ON THE face of it, they are two women with similar backgrounds making strikingly different choices in the name of one cause—press freedom.
One-time president of the UP student council and editor-in-chief of The Philippine Collegian, Malou Mangahas spent three and a half months in Bicutan (prison) for printing stories critical of the Marcoses. A strongly principled woman, Mangahas figured prominently in two newspaper walkouts in the late ’80s, over issues of crony ownership and a less-than-independent stance towards news sources. Her frustration with mainstream media found expression in the Philippine Center for Investigative Journalism, which she founded with six other journalists in 1989. Shortly after, Mangahas married fellow activist Roel Landingin, current business editor of The Manila Times, with whom she has a nine-year-old daughter. She became the Times’ editor-in-chief in 1994.
When all hell broke loose in the The Times newsroom last month on account of President Estrada’s P101-million libel suit and the subsequent front-page apology from The Times president Robina Gokongwei-Pe, Mangahas was away at Harvard enjoying the second half of her nine-month Nieman fellowship.

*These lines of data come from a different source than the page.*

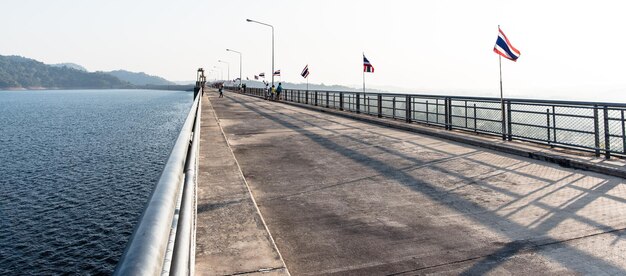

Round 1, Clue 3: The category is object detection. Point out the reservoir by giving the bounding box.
[0,90,193,275]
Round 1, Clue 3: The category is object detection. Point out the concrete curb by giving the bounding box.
[229,90,626,179]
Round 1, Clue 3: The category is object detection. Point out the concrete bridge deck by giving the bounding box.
[196,92,626,275]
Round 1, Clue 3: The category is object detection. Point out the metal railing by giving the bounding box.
[114,89,202,275]
[229,87,626,159]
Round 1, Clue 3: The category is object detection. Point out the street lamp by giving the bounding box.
[246,19,274,85]
[226,49,243,87]
[217,60,230,79]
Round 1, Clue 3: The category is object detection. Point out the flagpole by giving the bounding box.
[498,51,506,140]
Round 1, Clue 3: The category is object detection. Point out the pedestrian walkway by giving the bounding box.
[195,90,288,275]
[196,89,626,275]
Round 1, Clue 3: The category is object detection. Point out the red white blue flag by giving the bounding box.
[300,64,309,79]
[363,54,374,73]
[493,26,520,61]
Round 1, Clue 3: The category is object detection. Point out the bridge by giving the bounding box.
[116,76,626,275]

She had been in close touch with her staff via e-mail, creating a pile of print-outs at least two inches thick while debating the options left to them as their paper faced severely strained relations with the highest office in the land.
No stranger to controversy herself, The Times managing editor Chit Estella was the woman in charge in Mangahas’ absence. The former president of the UP Journalism Club started writing for the human rights magazine of the National Secretariat for Social Action (NASSA) shortly after graduation, before moving on to the Manila Evening Post, Tempo and Malaya as a reporter. She joined the Inquirer desk in 1994, and became The Times managing editor under Mangahas in 1995.
Backed by an equally young and idealistic staff, the Mangahas-Estella partnership flourished until it was sorely tried by the paper’s apology published on April 8.
While Estella resigned along with associate editor Booma Cruz, chief of reporters for national news Ed Lingao and chief of reporters for business news Joel Gaborni, Mangahas and news editor Glenda Gloria opted to stay. It was a decision that came at the cost of friendships and professional relationships dearest and most important to us, Mangahas admitted.
Outside the The Times, the apology was seen as a blow to freedom of the press under the Estrada administration and, unfortunately for the men and women who worked so hard to win readers’ respect, as a major blow to the credibility of the paper itself.
In separate interviews with the SIM staff, Mangahas spells out why she is staying while Estella explains why she had to go. Theirs is a story which raises important issues for the ordinary Filipino. The Times case not only casts doubt on the principle of press freedom in a democracy but raises questions about the limits of press freedom in the Philippine context, where media is both a public trust and a private enterprise.